You are reading a translation. Original version: UK

At the beginning of reading the book, one of my predictions turned out to be wrong. Namely — that reading would be difficult because I am not a specialist in economics or finance.

First, it turned out that reading is possible (and even with enthusiasm), and second — "The Signal…" is not about economics in economic terms, but about people, their psychology, and their ability to predict.

Silver starts from afar — from the information base of predictions, from the very beginning of printed sources. In particular, books. Interesting figures — if you recalculate the cost of rewriting one manuscript (before the era of printed books) into modern money, a rather thick book "The Signal and the Noise…" would have cost the customer $20,000 USD. Nate Silver provides many figures (confirmed). There are just 54 pages of footnotes with references to the sources used. Regarding the invention of the printing press, the prediction about the spread of knowledge familiar to authors and readers and the activation of emancipation processes in society came true. But — an unforeseen outbreak of long religious wars occurred; "the bloodiest era in human history began" (c). And along with the rapid spread of knowledge, errors spread just as quickly. Along with the printing of high-quality (finally!) geographical maps, "the bestseller list was immediately topped by heretical religious and pseudo-scientific works" (c). Does anything come to mind?

The author talks about American realities and mentions a trait characteristic of Americans — the belief in their ability to shape their own destiny. This leads to the naive faith in the inevitable fulfillment of predictions, in the idea that after "A" comes "B" inevitably, and the ignoring of facts that do not fit into the desired picture. Is this trait unique to U.S. residents?

Predictions by political scientists, seismologists, biomedical researchers, counterterrorism experts, and meteorologists have often proven to be erroneous. They were made by highly qualified specialists from different countries, and "such mistakes cost humanity dearly" (c).

Silver considers prediction an integral part of our lives and views foresight as "a property of human psychology, not as a special task for narrowly specialized experts in a particular field" (c). At the same time, the author categorically does not support the idea that there is no objective truth. On the contrary, he argues that the main condition for creating a quality forecast is the belief in the existence of objective truth and "serious intentions to achieve it".

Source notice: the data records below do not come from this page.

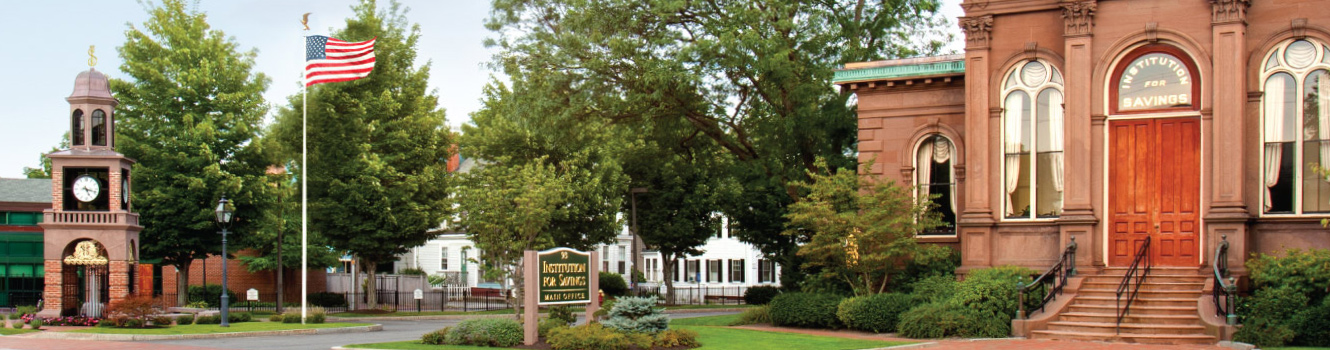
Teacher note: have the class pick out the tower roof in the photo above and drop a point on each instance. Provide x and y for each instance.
(91, 84)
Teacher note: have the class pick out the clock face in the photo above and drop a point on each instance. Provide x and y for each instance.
(87, 188)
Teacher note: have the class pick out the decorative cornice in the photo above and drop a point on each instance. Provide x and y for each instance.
(978, 31)
(1229, 11)
(1079, 16)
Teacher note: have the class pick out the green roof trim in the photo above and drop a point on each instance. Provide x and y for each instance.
(899, 71)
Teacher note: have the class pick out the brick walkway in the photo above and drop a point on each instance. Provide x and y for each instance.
(990, 344)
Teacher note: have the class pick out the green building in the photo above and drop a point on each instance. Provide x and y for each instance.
(21, 268)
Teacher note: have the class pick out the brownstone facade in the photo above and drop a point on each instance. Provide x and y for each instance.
(1088, 53)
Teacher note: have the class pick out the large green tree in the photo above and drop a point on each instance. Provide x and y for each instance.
(189, 112)
(377, 147)
(752, 76)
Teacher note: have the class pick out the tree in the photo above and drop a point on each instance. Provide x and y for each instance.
(754, 77)
(378, 147)
(44, 172)
(859, 229)
(189, 113)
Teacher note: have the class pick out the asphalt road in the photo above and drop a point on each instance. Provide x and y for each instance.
(393, 332)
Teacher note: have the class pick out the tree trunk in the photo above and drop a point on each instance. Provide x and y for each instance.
(371, 289)
(669, 277)
(182, 282)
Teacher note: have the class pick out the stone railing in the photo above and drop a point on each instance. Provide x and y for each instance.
(92, 217)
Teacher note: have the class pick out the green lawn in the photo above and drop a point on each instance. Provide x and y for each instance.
(12, 332)
(710, 336)
(426, 313)
(209, 329)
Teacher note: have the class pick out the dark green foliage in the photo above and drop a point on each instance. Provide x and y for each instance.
(212, 294)
(637, 314)
(1312, 325)
(613, 284)
(327, 300)
(806, 310)
(1308, 272)
(760, 294)
(877, 313)
(434, 337)
(935, 288)
(595, 337)
(563, 313)
(486, 332)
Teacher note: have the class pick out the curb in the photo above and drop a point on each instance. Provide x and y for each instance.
(503, 316)
(210, 336)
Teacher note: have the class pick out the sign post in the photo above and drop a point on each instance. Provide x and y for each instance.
(557, 276)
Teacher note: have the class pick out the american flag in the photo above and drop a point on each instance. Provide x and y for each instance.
(330, 60)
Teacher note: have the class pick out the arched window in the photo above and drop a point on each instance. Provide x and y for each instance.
(1032, 141)
(1296, 121)
(935, 178)
(76, 128)
(99, 128)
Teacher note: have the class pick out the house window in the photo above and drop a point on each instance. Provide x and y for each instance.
(935, 180)
(737, 270)
(1032, 141)
(1296, 121)
(443, 258)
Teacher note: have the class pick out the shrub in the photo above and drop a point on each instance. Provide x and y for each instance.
(591, 337)
(1312, 326)
(613, 284)
(753, 316)
(637, 314)
(434, 337)
(212, 294)
(563, 313)
(161, 321)
(486, 332)
(760, 294)
(935, 289)
(877, 313)
(805, 310)
(676, 337)
(327, 300)
(1305, 272)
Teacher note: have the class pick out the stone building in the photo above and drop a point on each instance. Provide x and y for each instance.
(1179, 129)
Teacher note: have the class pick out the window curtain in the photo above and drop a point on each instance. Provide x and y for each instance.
(1011, 147)
(923, 169)
(1055, 139)
(1273, 135)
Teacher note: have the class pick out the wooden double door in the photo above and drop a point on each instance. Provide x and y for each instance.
(1153, 190)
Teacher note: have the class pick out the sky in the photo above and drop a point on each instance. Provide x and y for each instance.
(47, 47)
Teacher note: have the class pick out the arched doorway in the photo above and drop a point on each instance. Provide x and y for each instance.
(87, 278)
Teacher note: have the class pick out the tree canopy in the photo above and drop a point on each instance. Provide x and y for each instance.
(189, 113)
(378, 147)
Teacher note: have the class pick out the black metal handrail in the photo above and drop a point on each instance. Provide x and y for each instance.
(1054, 278)
(1221, 289)
(1141, 254)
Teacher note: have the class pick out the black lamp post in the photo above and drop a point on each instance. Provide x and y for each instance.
(224, 218)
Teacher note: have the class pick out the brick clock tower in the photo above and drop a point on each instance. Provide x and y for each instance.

After all, the causes of the financial catastrophe (a real event; Nate Silver uses it as an example to discuss forecasting failures) that destroyed lives, family savings, and the country's economy lay precisely in the realm of psychology. No matter how rationally experts from major credit rating agencies (in their business-like, deliberately emotionless suits) tried to convince others of their forecasts, their graphs and figures were based on the same naive belief in the fulfillment of the desired future picture. And in the unwillingness to see obvious facts (and real threats). In the illusion that errors change only in a linear direction (so they are easy to calculate and ensure they do not have a significant impact). But this is not the case where "Ariman’s arrow" (I. Yefremov, The Hour of the Bull) works. Here it either "does not fly" or begins to "fly in leaps". And this applies not only to "rosy" forecasts. "Doomsday" forecasts can also come true with the opposite accuracy.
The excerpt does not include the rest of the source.